EIP-7702 mode requires an embedded (WaaS) wallet.JSON-RPC wallets do not support the signAuthorization call needed to create Type-4 transactions. If you need to support those wallets, use Smart Account mode instead.
The following embedded wallet providers have been verified to work with Particle’s EIP-7702 Universal Account implementation:
ProviderSigning APIAuth method
Dynamic (WaaS)waasConnector.signAuthorization()isDynamicWaasConnector() guard required
Magicmagic.wallet.sign7702Authorization()magic.wallet.send7702Transaction() handles Type-4 tx
PrivysignAuthorization() hookReturns r, s, yParity; serialize via ethers.Signature

How Delegation Works (Any Provider)

Regardless of the embedded wallet you use, the delegation flow follows the same structure:
1. Check delegation status
   → universalAccount.getEIP7702Deployments()

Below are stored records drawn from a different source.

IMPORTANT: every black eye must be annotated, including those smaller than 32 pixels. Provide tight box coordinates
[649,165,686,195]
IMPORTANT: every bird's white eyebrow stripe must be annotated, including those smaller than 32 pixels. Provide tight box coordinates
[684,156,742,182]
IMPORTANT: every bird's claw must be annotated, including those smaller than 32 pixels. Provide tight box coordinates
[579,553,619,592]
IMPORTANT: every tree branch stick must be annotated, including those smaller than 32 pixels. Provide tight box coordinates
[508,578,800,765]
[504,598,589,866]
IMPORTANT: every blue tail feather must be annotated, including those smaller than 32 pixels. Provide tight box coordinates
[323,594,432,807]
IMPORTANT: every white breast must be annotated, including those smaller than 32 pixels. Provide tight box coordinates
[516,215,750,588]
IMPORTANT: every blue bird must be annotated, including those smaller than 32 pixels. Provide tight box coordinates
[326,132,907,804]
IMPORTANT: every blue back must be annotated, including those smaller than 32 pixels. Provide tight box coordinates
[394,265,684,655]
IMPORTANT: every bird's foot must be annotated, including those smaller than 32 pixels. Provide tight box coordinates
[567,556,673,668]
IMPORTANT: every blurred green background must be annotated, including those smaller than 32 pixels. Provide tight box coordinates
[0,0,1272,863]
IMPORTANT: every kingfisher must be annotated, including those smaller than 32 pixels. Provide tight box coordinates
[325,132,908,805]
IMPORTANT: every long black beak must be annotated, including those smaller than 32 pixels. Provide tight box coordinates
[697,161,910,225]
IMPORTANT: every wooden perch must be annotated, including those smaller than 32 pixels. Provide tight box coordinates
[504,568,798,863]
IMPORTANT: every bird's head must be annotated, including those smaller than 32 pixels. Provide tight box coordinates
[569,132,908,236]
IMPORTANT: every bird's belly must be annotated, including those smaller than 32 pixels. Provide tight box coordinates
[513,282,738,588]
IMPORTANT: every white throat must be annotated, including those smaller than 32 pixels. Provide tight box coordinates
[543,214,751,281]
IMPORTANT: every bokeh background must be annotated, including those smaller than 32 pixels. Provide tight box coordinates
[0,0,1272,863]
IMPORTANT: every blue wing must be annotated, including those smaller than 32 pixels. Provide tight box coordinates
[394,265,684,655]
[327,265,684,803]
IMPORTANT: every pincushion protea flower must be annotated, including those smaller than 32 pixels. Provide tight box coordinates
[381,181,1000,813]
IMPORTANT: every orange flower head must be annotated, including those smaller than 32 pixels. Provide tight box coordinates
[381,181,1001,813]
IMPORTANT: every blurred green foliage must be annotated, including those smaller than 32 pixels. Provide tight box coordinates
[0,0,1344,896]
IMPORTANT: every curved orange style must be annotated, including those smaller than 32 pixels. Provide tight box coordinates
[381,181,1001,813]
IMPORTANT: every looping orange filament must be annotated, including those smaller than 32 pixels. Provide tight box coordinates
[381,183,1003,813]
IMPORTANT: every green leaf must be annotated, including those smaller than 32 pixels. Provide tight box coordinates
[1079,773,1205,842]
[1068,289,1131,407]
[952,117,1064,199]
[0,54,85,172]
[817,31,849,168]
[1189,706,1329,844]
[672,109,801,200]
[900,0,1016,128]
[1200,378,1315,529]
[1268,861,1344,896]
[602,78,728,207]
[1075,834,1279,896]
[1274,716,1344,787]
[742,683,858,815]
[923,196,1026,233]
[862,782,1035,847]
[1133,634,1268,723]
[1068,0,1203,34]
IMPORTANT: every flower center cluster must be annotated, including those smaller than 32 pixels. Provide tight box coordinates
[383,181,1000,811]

2. Get the authorization parameters for each chain that needs delegation
   → universalAccount.getEIP7702Auth([chainId])

3. Sign the authorization with the embedded wallet's 7702 API
   → provider.signAuthorization({ address, chainId, nonce })

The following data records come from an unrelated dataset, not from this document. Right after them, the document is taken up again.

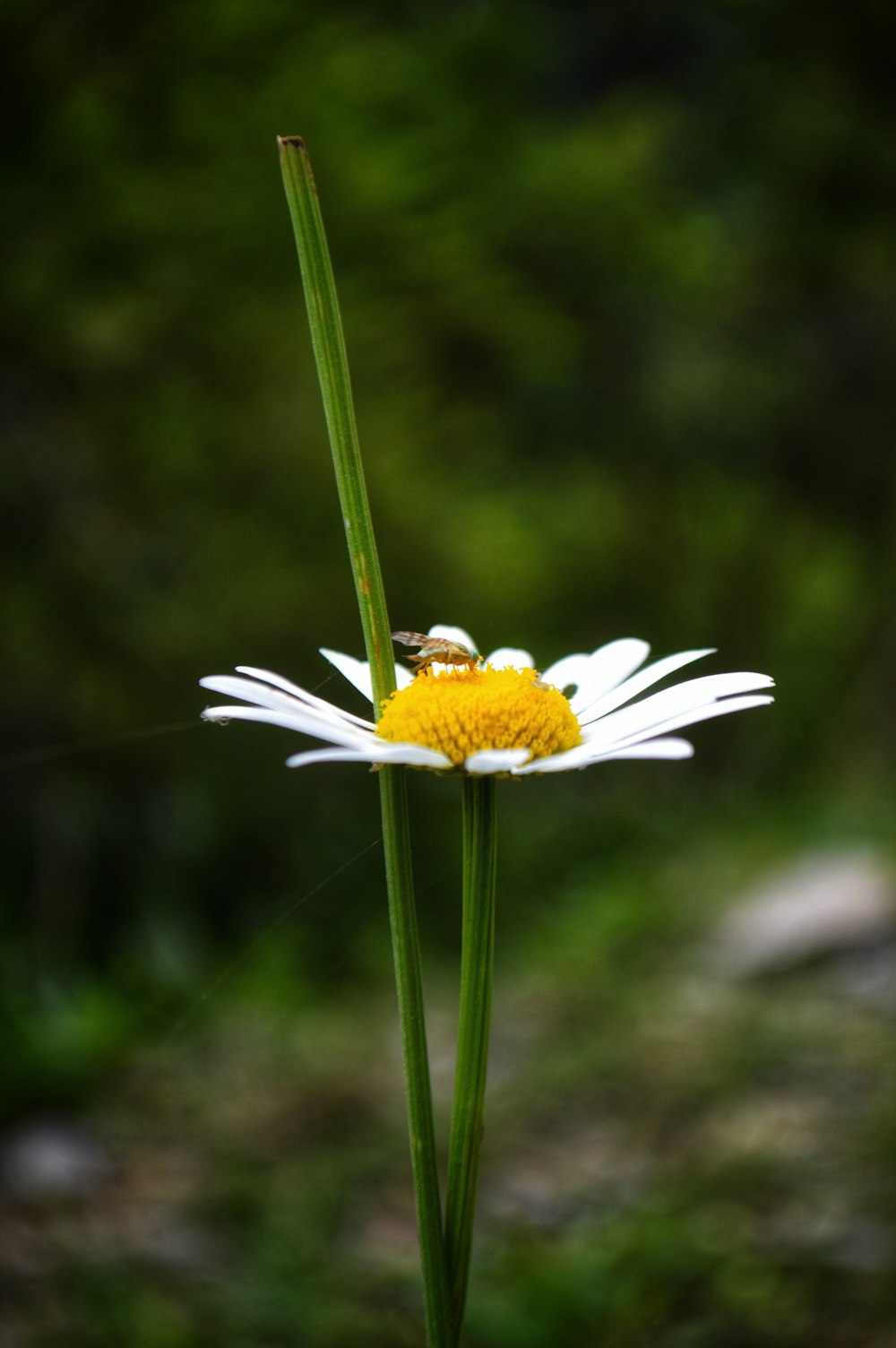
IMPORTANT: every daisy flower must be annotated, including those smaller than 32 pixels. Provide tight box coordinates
[200,624,773,776]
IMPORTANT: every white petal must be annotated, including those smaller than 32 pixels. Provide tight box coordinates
[542,636,650,714]
[513,739,694,776]
[237,664,374,730]
[321,645,414,703]
[426,623,477,651]
[202,704,376,748]
[321,645,374,703]
[463,749,530,776]
[200,674,374,730]
[485,645,535,670]
[582,674,773,740]
[286,740,452,768]
[588,696,775,752]
[577,648,714,722]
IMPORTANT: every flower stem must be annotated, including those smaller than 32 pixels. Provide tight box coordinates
[278,136,452,1348]
[444,776,497,1343]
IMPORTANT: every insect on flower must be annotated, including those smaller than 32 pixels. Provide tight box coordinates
[391,632,481,674]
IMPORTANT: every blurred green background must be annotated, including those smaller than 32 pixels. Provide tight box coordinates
[0,0,896,1348]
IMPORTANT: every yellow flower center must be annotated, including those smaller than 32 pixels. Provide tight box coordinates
[376,664,582,767]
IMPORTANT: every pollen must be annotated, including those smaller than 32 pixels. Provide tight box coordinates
[377,664,582,767]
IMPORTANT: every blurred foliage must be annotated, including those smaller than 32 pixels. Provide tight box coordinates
[0,0,896,1348]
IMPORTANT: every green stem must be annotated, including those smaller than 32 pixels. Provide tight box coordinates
[278,136,452,1348]
[444,776,497,1343]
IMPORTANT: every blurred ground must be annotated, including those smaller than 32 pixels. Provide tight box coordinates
[0,0,896,1348]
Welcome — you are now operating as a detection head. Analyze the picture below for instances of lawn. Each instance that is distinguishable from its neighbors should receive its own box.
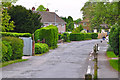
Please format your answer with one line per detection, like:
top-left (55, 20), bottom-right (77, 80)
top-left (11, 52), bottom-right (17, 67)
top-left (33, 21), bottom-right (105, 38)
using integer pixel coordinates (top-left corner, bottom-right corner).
top-left (109, 60), bottom-right (120, 72)
top-left (107, 51), bottom-right (118, 58)
top-left (0, 59), bottom-right (28, 68)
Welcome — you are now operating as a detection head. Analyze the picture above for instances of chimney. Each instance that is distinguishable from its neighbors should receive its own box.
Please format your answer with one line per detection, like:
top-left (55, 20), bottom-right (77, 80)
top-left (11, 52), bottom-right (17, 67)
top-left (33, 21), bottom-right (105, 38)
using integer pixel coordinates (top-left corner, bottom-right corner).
top-left (46, 8), bottom-right (49, 12)
top-left (32, 7), bottom-right (35, 11)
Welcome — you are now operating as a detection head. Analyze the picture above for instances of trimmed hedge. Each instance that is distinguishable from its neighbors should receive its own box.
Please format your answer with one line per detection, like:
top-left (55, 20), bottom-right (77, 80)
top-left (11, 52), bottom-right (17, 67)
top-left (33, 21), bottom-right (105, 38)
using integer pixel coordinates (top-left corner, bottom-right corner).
top-left (0, 32), bottom-right (32, 37)
top-left (62, 32), bottom-right (70, 42)
top-left (35, 43), bottom-right (49, 54)
top-left (35, 25), bottom-right (58, 48)
top-left (2, 41), bottom-right (13, 62)
top-left (2, 37), bottom-right (24, 60)
top-left (70, 33), bottom-right (97, 41)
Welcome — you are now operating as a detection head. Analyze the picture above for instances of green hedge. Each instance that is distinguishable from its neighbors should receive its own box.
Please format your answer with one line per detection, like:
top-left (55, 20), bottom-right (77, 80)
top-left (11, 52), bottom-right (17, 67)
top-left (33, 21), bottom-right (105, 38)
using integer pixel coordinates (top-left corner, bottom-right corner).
top-left (62, 32), bottom-right (70, 42)
top-left (0, 32), bottom-right (32, 37)
top-left (35, 25), bottom-right (58, 48)
top-left (109, 24), bottom-right (120, 55)
top-left (35, 43), bottom-right (49, 54)
top-left (70, 33), bottom-right (97, 41)
top-left (2, 41), bottom-right (13, 62)
top-left (2, 37), bottom-right (24, 60)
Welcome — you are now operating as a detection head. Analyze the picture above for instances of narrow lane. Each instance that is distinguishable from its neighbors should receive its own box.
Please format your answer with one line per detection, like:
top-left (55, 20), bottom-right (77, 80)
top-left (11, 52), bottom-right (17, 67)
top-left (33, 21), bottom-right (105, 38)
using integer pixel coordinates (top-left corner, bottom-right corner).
top-left (2, 40), bottom-right (100, 78)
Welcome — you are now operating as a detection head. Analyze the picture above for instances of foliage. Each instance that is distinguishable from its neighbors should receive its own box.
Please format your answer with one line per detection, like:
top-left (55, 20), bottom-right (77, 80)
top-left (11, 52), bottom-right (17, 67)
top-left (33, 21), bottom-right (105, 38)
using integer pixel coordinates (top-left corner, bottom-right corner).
top-left (91, 33), bottom-right (98, 39)
top-left (0, 59), bottom-right (28, 68)
top-left (35, 43), bottom-right (49, 54)
top-left (2, 37), bottom-right (24, 60)
top-left (61, 16), bottom-right (74, 31)
top-left (2, 41), bottom-right (13, 62)
top-left (72, 25), bottom-right (83, 33)
top-left (81, 1), bottom-right (120, 30)
top-left (62, 32), bottom-right (70, 42)
top-left (109, 24), bottom-right (120, 55)
top-left (2, 9), bottom-right (15, 31)
top-left (36, 5), bottom-right (46, 11)
top-left (74, 18), bottom-right (81, 24)
top-left (109, 60), bottom-right (120, 72)
top-left (8, 5), bottom-right (42, 33)
top-left (35, 25), bottom-right (58, 48)
top-left (0, 32), bottom-right (32, 37)
top-left (70, 33), bottom-right (97, 41)
top-left (81, 30), bottom-right (87, 33)
top-left (107, 51), bottom-right (118, 58)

4. Send a Type-4 transaction carrying the authorizationList
   → walletClient.sendTransaction({ authorizationList: [...] })

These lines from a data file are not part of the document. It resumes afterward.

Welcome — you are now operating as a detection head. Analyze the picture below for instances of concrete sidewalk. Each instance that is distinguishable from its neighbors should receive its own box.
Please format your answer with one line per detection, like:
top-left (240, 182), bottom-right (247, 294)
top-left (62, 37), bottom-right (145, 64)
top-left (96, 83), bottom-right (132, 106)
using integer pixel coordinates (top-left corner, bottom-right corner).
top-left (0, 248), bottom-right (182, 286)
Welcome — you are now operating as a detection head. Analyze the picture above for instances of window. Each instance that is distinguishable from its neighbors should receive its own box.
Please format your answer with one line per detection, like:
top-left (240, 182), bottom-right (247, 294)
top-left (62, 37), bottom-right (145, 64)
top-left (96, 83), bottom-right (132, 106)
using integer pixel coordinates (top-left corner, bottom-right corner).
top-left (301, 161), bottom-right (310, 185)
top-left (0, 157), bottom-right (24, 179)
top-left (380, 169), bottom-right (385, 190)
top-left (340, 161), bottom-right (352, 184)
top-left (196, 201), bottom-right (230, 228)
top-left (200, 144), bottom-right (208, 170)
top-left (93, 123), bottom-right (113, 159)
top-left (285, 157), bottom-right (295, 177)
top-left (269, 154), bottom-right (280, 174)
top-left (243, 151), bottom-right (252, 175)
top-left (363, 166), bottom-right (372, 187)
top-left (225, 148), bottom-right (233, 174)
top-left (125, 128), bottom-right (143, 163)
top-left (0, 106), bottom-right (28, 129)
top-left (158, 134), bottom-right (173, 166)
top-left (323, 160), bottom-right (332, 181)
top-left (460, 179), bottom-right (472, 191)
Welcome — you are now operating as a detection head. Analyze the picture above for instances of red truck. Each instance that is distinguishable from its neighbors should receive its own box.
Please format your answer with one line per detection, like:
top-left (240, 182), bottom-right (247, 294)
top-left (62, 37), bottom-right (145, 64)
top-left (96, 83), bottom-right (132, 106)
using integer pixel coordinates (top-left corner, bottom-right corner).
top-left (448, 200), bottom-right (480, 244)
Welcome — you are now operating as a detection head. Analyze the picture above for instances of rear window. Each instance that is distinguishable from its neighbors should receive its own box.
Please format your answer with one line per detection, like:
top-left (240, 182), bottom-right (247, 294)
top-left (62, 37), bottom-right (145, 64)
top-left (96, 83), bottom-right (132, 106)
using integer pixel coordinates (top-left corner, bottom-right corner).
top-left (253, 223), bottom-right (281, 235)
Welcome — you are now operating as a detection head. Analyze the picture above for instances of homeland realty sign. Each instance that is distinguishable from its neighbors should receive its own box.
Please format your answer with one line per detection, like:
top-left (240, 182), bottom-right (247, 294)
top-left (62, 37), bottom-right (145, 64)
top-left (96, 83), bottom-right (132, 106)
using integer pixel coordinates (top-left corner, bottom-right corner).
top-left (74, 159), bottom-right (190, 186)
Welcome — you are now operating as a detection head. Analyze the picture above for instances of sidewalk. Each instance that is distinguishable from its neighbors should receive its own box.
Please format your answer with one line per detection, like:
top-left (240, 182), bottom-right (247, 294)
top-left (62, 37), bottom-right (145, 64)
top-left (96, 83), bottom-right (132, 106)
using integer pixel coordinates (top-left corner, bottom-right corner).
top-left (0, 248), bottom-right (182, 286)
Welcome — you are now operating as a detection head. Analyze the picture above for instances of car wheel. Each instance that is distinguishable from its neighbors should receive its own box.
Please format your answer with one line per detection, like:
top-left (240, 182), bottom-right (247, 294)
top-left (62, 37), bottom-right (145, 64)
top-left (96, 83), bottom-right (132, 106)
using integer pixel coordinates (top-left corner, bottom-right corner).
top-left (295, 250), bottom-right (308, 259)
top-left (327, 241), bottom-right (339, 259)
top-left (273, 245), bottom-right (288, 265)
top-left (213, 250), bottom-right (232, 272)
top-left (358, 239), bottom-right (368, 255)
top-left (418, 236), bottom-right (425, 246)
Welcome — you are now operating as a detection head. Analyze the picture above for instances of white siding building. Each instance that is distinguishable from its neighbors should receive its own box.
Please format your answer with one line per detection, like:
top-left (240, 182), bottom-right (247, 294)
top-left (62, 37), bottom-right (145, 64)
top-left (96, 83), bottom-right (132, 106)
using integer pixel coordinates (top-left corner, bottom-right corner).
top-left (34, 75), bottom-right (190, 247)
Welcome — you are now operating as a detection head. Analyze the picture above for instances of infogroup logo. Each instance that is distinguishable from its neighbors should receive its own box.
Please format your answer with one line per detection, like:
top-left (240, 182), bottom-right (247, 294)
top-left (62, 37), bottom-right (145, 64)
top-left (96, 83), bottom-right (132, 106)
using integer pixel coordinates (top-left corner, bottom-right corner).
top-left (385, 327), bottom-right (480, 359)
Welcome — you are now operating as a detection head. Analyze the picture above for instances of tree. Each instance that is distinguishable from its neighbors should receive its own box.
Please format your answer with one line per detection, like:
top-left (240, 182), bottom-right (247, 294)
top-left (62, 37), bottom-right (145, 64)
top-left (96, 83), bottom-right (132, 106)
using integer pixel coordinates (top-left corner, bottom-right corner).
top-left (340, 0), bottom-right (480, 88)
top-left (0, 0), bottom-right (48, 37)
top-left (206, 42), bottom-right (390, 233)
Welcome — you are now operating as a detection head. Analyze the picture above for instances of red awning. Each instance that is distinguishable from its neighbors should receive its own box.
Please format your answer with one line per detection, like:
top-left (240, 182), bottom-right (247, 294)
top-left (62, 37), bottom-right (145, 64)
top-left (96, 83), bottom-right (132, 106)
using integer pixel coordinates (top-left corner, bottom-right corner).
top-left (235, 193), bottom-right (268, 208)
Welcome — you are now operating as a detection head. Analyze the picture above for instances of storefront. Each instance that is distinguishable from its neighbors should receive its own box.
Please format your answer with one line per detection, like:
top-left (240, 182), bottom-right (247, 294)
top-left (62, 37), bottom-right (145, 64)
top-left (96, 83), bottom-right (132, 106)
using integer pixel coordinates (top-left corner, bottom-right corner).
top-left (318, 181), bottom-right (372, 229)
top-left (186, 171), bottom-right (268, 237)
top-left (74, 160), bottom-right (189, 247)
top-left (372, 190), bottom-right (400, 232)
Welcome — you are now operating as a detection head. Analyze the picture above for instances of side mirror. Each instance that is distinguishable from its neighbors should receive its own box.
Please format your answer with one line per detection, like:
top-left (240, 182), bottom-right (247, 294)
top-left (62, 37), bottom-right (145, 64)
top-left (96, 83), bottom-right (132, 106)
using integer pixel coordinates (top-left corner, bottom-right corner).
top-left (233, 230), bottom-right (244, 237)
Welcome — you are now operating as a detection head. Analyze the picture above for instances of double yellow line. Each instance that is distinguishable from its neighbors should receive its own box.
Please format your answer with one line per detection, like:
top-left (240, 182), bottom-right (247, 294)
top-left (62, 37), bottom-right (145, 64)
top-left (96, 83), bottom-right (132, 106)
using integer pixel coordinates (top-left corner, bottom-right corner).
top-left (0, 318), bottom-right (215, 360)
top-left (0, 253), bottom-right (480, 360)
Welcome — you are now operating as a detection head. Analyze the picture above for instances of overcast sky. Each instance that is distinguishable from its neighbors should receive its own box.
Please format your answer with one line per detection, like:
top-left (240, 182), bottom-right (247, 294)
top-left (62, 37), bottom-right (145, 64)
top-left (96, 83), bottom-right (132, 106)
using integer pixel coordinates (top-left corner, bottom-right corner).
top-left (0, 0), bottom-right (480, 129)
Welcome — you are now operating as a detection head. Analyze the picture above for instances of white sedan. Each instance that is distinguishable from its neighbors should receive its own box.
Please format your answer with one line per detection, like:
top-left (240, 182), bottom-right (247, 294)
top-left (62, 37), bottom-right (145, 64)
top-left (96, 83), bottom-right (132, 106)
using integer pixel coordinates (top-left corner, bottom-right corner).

5. Sign the transaction rootHash (standard personal_sign)
   → provider.signMessage(rootHash)

6. Broadcast via the Universal Account SDK
   → universalAccount.sendTransaction(transaction, signature)
Steps 3 and 4 are provider-specific. Each demo below shows the exact implementation for its wallet.

Demos

Magic

Next.js demo showing Magic email-OTP login, EIP-7702 delegation on Arbitrum, and a cross-chain ETH → USDC (Solana) conversion.Key packages: magic-sdk, @magic-ext/evm

Dynamic (WaaS)

Next.js demo showing Dynamic WaaS login, EIP-7702 delegation on Arbitrum, and a cross-chain ETH → USDC (Solana) conversion.Key packages: @dynamic-labs/sdk-react-core, @dynamic-labs/ethereum-aa

Privy

Next.js demo showing Privy social login, EIP-7702 delegation, unified balance view, and cross-chain swaps.Key packages: @privy-io/react-auth, @privy-io/wagmi

Inline Delegation During Transactions

For chains where delegation hasn’t happened yet, the Universal Account SDK can request inline authorizations as part of a regular transaction. You don’t need a separate delegation step—iterate over the userOps in the transaction and sign any pending eip7702Auth entries before calling sendTransaction():
const transaction = await universalAccount.createConvertTransaction({ ... });

const authorizations: EIP7702Authorization[] = [];
const nonceMap = new Map<number, string>();

for (const userOp of transaction.userOps) {
  if (userOp.eip7702Auth && !userOp.eip7702Delegated) {
    let signature = nonceMap.get(userOp.eip7702Auth.nonce);
    if (!signature) {
      // Use your provider's signAuthorization here
      const rawAuth = await provider.signAuthorization(userOp.eip7702Auth);
      signature = Signature.from(rawAuth).serialized;
      nonceMap.set(userOp.eip7702Auth.nonce, signature);
    }
    authorizations.push({
      userOpHash: userOp.userOpHash,
      signature,
    });
  }
}

const rootHashSignature = await walletClient.signMessage({
  account: userAddress,
  message: { raw: transaction.rootHash },
});

const result = await universalAccount.sendTransaction(
  transaction,
  rootHashSignature,
  authorizations,
);
This pattern works with any of the providers above—swap in their respective signAuthorization call.